Он остановился на улице Мешрутиет, всматриваясь в кирпичную стену с торчащими черными пиками – за ней лишь отчасти можно было разглядеть фасад консульства. Но ясно был виден развевавшийся на крыше красно-бело-синий флаг, бодрые его краски. Мо Фарах, победа на Олимпиаде, памятная коробочка для печенья у тетушки Насим – золотой юбилей королевы.
Лондон. Дом.
Аника
7
Эта мысль не вмещалась в ее мозг. Со всеми другими – да, это произойдет. Со всеми другими – неизбежно.
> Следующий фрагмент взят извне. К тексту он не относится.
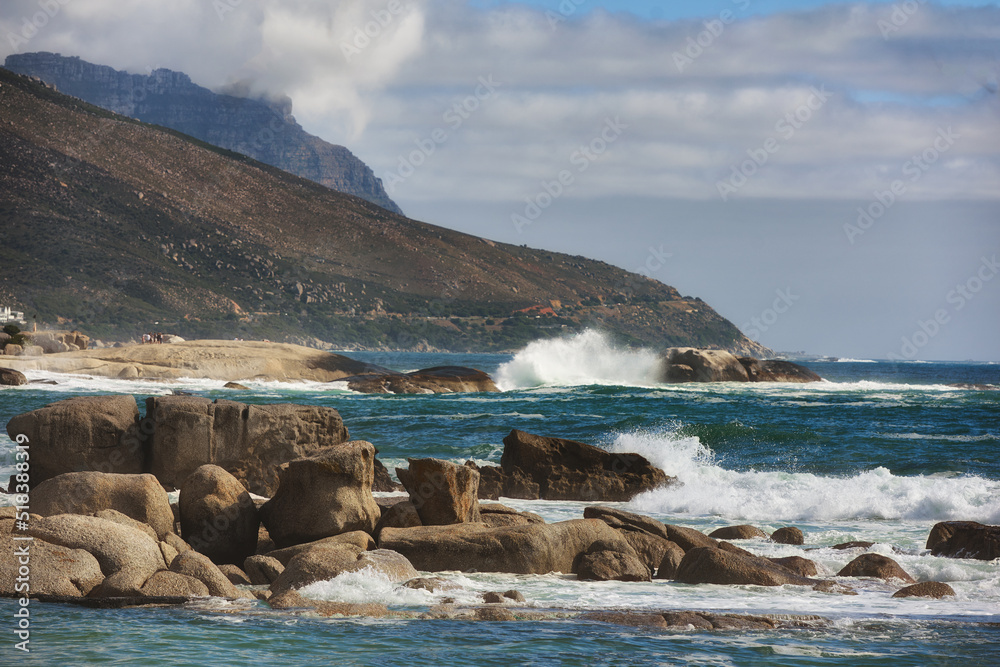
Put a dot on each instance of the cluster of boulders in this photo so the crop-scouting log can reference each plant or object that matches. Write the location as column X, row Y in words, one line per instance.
column 690, row 364
column 115, row 534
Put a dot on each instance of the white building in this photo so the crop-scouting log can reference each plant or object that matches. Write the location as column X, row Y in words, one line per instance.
column 8, row 316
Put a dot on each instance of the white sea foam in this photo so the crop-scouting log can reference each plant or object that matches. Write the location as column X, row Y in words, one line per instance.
column 587, row 358
column 707, row 489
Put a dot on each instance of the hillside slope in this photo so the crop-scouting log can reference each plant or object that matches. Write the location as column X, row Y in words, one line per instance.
column 116, row 227
column 264, row 131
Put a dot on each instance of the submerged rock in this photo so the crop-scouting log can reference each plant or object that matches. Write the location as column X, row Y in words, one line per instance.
column 531, row 549
column 964, row 539
column 877, row 566
column 539, row 467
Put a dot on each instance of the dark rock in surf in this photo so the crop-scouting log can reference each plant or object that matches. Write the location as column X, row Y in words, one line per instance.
column 876, row 566
column 788, row 535
column 964, row 539
column 926, row 589
column 569, row 470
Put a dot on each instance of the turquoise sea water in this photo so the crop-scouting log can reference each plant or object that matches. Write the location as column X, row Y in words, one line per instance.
column 879, row 452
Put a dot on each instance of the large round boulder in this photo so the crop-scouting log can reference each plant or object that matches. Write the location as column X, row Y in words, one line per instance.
column 127, row 556
column 139, row 497
column 323, row 495
column 55, row 570
column 964, row 539
column 218, row 516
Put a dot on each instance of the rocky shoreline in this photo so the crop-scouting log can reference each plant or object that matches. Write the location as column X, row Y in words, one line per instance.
column 115, row 539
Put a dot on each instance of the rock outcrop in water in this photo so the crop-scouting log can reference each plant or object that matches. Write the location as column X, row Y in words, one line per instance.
column 964, row 539
column 538, row 467
column 262, row 129
column 689, row 364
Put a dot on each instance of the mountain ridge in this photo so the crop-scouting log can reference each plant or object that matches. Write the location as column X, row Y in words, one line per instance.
column 262, row 129
column 116, row 227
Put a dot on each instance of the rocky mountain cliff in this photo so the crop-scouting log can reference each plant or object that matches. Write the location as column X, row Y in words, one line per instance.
column 263, row 130
column 116, row 227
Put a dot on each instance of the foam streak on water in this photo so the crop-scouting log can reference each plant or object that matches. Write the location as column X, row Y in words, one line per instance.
column 707, row 489
column 587, row 358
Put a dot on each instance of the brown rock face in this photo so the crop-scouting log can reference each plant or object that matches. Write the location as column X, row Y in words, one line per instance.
column 672, row 558
column 55, row 570
column 322, row 563
column 323, row 495
column 705, row 565
column 743, row 532
column 697, row 365
column 964, row 539
column 442, row 492
column 249, row 441
column 139, row 497
column 797, row 564
column 688, row 364
column 788, row 535
column 877, row 566
column 11, row 378
column 531, row 549
column 83, row 433
column 198, row 566
column 611, row 565
column 218, row 517
column 926, row 589
column 437, row 380
column 496, row 515
column 569, row 470
column 126, row 555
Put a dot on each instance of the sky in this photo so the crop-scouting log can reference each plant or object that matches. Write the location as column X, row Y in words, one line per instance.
column 824, row 174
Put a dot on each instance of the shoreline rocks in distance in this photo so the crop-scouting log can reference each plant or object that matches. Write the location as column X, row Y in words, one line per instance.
column 689, row 364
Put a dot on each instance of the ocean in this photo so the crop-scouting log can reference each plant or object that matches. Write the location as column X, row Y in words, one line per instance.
column 879, row 451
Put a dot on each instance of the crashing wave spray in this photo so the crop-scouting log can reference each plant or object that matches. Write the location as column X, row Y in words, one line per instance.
column 707, row 489
column 586, row 358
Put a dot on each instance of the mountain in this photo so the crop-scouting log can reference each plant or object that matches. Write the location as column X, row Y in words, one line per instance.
column 116, row 227
column 264, row 130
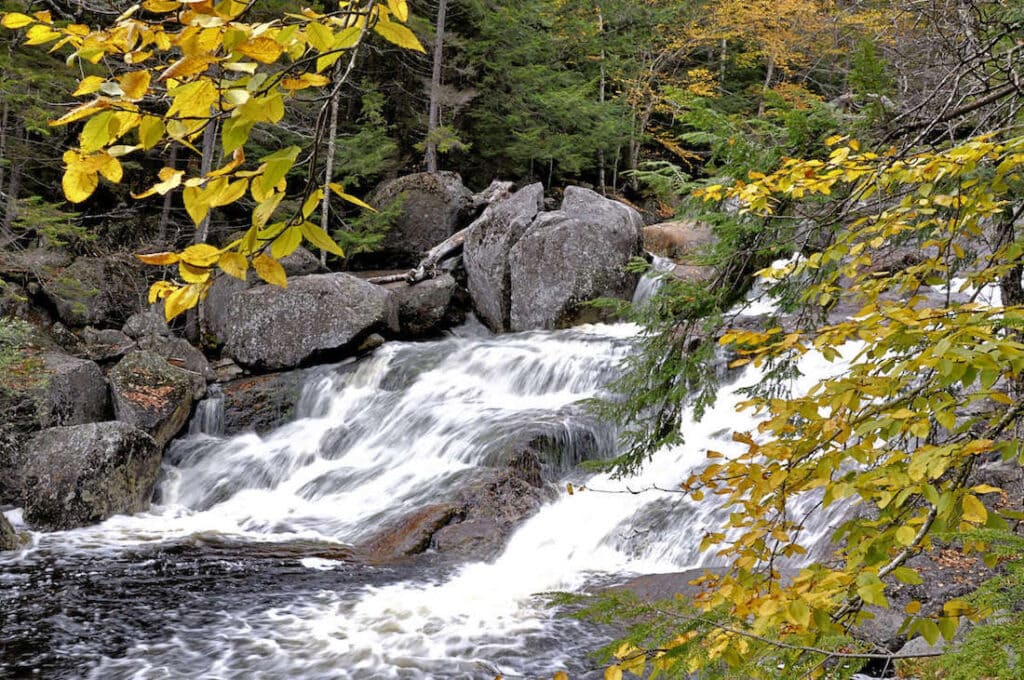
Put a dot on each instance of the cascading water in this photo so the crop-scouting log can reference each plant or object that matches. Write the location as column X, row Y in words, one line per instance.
column 240, row 570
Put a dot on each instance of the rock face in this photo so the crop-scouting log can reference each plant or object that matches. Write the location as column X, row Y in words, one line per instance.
column 260, row 404
column 95, row 291
column 426, row 307
column 485, row 254
column 679, row 240
column 431, row 209
column 270, row 328
column 153, row 395
column 570, row 256
column 476, row 522
column 83, row 474
column 8, row 539
column 75, row 391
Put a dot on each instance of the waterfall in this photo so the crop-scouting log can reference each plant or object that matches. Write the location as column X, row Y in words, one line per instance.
column 652, row 281
column 239, row 570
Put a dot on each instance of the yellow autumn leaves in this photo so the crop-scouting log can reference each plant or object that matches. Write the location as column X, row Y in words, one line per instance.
column 206, row 69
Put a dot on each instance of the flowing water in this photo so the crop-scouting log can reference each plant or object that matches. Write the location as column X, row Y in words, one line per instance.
column 241, row 569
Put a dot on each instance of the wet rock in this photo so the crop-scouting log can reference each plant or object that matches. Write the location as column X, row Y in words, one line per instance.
column 413, row 535
column 96, row 291
column 104, row 345
column 569, row 257
column 426, row 307
column 153, row 395
column 681, row 241
column 477, row 521
column 485, row 253
column 260, row 404
column 8, row 539
column 179, row 352
column 83, row 474
column 143, row 324
column 270, row 328
column 432, row 206
column 75, row 391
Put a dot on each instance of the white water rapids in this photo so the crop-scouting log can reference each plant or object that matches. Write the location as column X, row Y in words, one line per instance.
column 369, row 443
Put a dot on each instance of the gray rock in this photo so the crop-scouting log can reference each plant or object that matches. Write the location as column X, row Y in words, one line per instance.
column 8, row 539
column 260, row 404
column 571, row 256
column 270, row 328
column 75, row 391
column 179, row 352
column 681, row 240
column 426, row 307
column 103, row 345
column 153, row 395
column 485, row 253
column 83, row 474
column 96, row 291
column 432, row 207
column 144, row 324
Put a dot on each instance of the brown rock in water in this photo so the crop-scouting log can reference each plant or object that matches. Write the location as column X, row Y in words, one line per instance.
column 80, row 475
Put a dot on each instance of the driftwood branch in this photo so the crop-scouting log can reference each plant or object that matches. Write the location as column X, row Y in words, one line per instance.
column 427, row 268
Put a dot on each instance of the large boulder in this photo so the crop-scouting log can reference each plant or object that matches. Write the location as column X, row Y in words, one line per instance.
column 271, row 328
column 571, row 256
column 83, row 474
column 432, row 205
column 154, row 395
column 96, row 291
column 74, row 392
column 485, row 253
column 476, row 522
column 428, row 306
column 681, row 240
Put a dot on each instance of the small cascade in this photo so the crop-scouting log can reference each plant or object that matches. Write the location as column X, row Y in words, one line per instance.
column 209, row 416
column 260, row 525
column 652, row 281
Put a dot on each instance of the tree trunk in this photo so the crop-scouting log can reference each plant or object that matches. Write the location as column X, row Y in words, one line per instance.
column 206, row 166
column 433, row 116
column 332, row 133
column 165, row 211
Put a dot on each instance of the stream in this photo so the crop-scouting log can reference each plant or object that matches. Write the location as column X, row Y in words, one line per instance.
column 240, row 569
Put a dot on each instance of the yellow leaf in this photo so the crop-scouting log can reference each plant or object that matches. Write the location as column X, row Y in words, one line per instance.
column 14, row 20
column 320, row 238
column 187, row 67
column 399, row 8
column 151, row 131
column 398, row 34
column 159, row 258
column 340, row 190
column 79, row 181
column 262, row 49
column 193, row 274
column 196, row 204
column 320, row 37
column 83, row 111
column 134, row 84
column 974, row 510
column 201, row 255
column 270, row 270
column 110, row 167
column 88, row 85
column 229, row 194
column 181, row 300
column 286, row 244
column 233, row 264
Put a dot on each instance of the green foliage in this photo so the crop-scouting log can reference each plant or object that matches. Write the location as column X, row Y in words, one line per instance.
column 365, row 232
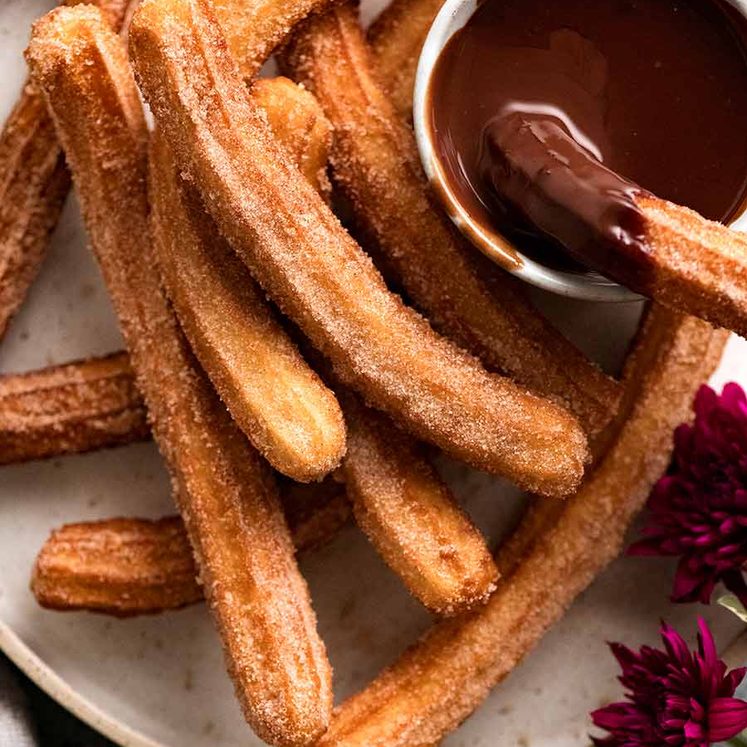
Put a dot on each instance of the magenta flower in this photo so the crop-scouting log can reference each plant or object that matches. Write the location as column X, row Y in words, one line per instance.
column 698, row 511
column 675, row 697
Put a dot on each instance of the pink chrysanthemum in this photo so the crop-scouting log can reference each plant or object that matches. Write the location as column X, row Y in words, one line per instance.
column 675, row 697
column 698, row 511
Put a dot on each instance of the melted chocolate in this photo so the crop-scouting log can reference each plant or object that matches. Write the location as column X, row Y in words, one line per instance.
column 549, row 117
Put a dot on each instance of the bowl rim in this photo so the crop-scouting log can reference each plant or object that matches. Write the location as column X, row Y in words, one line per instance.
column 452, row 16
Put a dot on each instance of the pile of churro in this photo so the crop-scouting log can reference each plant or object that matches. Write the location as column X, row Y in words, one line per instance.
column 297, row 373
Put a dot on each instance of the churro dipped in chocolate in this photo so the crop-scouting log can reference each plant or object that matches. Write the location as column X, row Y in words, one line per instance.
column 271, row 392
column 438, row 682
column 226, row 495
column 606, row 222
column 69, row 409
column 34, row 183
column 308, row 264
column 128, row 567
column 375, row 164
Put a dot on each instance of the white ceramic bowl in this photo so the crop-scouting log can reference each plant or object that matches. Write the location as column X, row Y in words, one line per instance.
column 453, row 15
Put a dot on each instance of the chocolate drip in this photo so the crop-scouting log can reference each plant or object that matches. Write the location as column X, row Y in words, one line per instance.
column 548, row 115
column 549, row 183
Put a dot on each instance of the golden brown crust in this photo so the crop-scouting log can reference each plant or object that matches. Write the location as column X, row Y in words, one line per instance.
column 127, row 567
column 698, row 266
column 375, row 163
column 69, row 409
column 435, row 685
column 299, row 124
column 396, row 38
column 283, row 407
column 34, row 183
column 254, row 29
column 227, row 497
column 411, row 517
column 279, row 225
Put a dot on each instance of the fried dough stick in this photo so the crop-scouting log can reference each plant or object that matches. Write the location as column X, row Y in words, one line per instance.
column 34, row 183
column 308, row 264
column 69, row 409
column 437, row 683
column 375, row 163
column 396, row 38
column 86, row 405
column 400, row 502
column 127, row 567
column 271, row 392
column 411, row 517
column 227, row 497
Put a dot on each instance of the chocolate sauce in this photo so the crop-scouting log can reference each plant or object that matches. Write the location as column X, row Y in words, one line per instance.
column 549, row 116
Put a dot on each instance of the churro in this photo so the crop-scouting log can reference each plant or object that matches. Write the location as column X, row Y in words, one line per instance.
column 609, row 223
column 411, row 517
column 127, row 567
column 69, row 409
column 86, row 405
column 396, row 38
column 298, row 123
column 34, row 183
column 227, row 497
column 272, row 394
column 279, row 225
column 254, row 30
column 375, row 163
column 437, row 683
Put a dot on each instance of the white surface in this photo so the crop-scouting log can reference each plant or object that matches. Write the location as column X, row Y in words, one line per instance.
column 453, row 15
column 161, row 678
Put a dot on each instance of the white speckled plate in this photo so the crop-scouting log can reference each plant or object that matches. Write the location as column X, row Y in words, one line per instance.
column 160, row 680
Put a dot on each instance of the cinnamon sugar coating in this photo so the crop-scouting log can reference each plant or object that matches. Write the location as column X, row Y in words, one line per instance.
column 696, row 266
column 411, row 517
column 69, row 409
column 438, row 682
column 226, row 495
column 127, row 567
column 396, row 39
column 376, row 165
column 34, row 183
column 283, row 407
column 303, row 258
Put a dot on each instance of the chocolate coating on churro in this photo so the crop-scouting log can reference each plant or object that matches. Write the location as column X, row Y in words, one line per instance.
column 375, row 164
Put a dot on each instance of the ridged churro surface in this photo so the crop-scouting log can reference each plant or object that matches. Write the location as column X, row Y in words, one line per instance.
column 375, row 163
column 34, row 183
column 396, row 39
column 127, row 567
column 411, row 517
column 437, row 683
column 310, row 266
column 227, row 498
column 272, row 394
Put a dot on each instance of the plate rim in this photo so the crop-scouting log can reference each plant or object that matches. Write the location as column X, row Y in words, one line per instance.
column 57, row 688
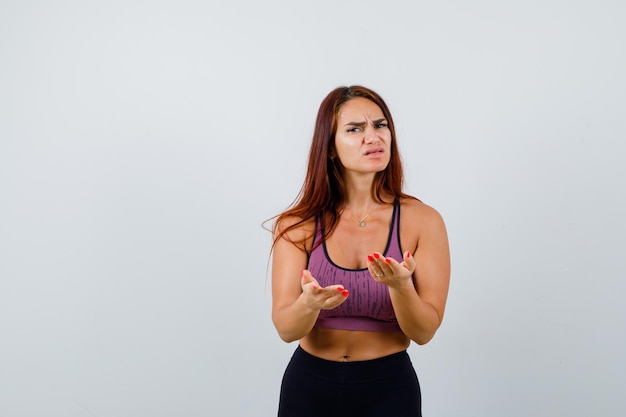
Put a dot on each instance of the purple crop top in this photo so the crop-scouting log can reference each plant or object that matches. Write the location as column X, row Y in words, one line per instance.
column 368, row 307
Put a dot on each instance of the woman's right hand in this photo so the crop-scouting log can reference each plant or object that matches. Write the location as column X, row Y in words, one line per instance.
column 318, row 298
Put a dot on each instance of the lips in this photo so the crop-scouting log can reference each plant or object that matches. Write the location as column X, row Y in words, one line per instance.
column 378, row 150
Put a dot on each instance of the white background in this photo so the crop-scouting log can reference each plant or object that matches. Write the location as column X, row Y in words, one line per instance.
column 143, row 143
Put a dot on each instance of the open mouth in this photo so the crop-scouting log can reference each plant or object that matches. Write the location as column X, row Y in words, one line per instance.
column 374, row 151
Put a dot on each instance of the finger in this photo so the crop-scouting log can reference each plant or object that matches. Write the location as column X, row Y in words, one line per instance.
column 307, row 278
column 409, row 261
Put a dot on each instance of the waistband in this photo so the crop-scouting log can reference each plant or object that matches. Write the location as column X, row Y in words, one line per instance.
column 351, row 372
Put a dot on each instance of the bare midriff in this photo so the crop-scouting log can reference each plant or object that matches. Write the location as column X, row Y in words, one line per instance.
column 350, row 345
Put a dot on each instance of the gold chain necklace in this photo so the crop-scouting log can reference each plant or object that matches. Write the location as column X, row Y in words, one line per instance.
column 362, row 219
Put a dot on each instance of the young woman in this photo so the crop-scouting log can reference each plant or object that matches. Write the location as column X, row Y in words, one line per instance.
column 359, row 270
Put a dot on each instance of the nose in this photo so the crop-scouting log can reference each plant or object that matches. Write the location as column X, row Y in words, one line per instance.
column 371, row 136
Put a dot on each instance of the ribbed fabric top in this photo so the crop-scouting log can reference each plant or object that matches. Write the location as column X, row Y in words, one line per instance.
column 368, row 307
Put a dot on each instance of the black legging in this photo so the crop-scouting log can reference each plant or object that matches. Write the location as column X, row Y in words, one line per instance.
column 385, row 387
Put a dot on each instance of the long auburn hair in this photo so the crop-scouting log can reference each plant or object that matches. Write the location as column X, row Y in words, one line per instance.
column 323, row 193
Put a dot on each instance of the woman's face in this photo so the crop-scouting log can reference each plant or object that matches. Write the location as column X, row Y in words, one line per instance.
column 363, row 138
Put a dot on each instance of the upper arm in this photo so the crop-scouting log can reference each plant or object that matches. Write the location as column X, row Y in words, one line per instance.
column 432, row 256
column 288, row 261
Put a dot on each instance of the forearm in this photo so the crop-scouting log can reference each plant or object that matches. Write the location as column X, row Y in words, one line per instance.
column 417, row 319
column 294, row 321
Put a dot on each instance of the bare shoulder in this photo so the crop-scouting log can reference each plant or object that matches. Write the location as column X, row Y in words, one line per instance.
column 296, row 231
column 419, row 223
column 417, row 212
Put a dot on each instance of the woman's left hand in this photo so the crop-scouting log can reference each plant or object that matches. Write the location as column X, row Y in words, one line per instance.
column 390, row 272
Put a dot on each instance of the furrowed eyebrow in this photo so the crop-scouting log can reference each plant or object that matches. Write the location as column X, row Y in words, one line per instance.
column 360, row 124
column 357, row 124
С кем-то постепенно: их дед пролежал много недель, парализованный, онемевший, даже его дыхание казалось незнакомым. С кем-то словно гром с ясного неба – так их мать рухнула замертво на пол турагентства, где работала, отпечаток ее помады остался на краю чашки, из которой она пила в то утро чай, и они берегли эту памятку до того дня, когда один из близнецов не схватил в ярости эту чашку за ручку и не ударил о стол, вдребезги разбив мамин рот (Аника уверяла, что это сделала она, Парвиз настаивал – нет, он). Кто-то – словно унесенный злым роком, как их бабушка, ожидавшая результатов анализа, которые, как они все почти смирились, должны были стать для нее смертным приговором. Она переходила улицу, и пьяный водитель вылетел из-за угла, превысив скорость. Две недели спустя врач позвонил с благой вестью: опухоль оказалась доброкачественной. А чья-то смерть была абстракцией – отец, никогда не присутствовавший в их жизни, умер задолго до того, как они узнали об этом и стали именовать его умершим. Все умирали, все, только не близнецы, смотревшиеся друг в друга и видевшие отражение своей скорби.
Скорбь проявлялась в таких формах, которые вовсе не воспринимались как скорбь, скорбь заглушала все чувства, кроме скорби, скорбь вынуждала кого-то из близнецов носить не снимая одну и ту же рубашку, чтобы уберечь запах того утра, когда мертвые еще были живы, скорбь вынуждала кого-то из близнецов отдирать от потолка светящиеся звездочки, наклеивать их на пальцы и так укладываться в постель, скорбь была злоязыка и добра, скорбь не видела ничего, кроме себя, или вдруг охватывала каждое зерно боли в мире, скорбь простирала крылья широко, словно орел, скорбь ежилась, колючая и жалкая, словно дикобраз, скорбь нуждалась в компании, скорбь жаждала одиночества, она хотела помнить, хотела забыть, скорбь гневалась и рыдала, скорбь то сжимала, то растягивала время, скорбь казалась голодом, казалась глухотой, казалась тишиной; у нее был вкус желчи, она резала, как бритва, она гремела, заглушая все звуки мира. Скорбь была невидимкой, скорбь меняла обличья, скорбь можно было уловить – отблеск в глазах близнеца. Скорбь услышала свой смертный приговор в то утро, когда вы оба проснулись и один запел, а второй подхватил мотив.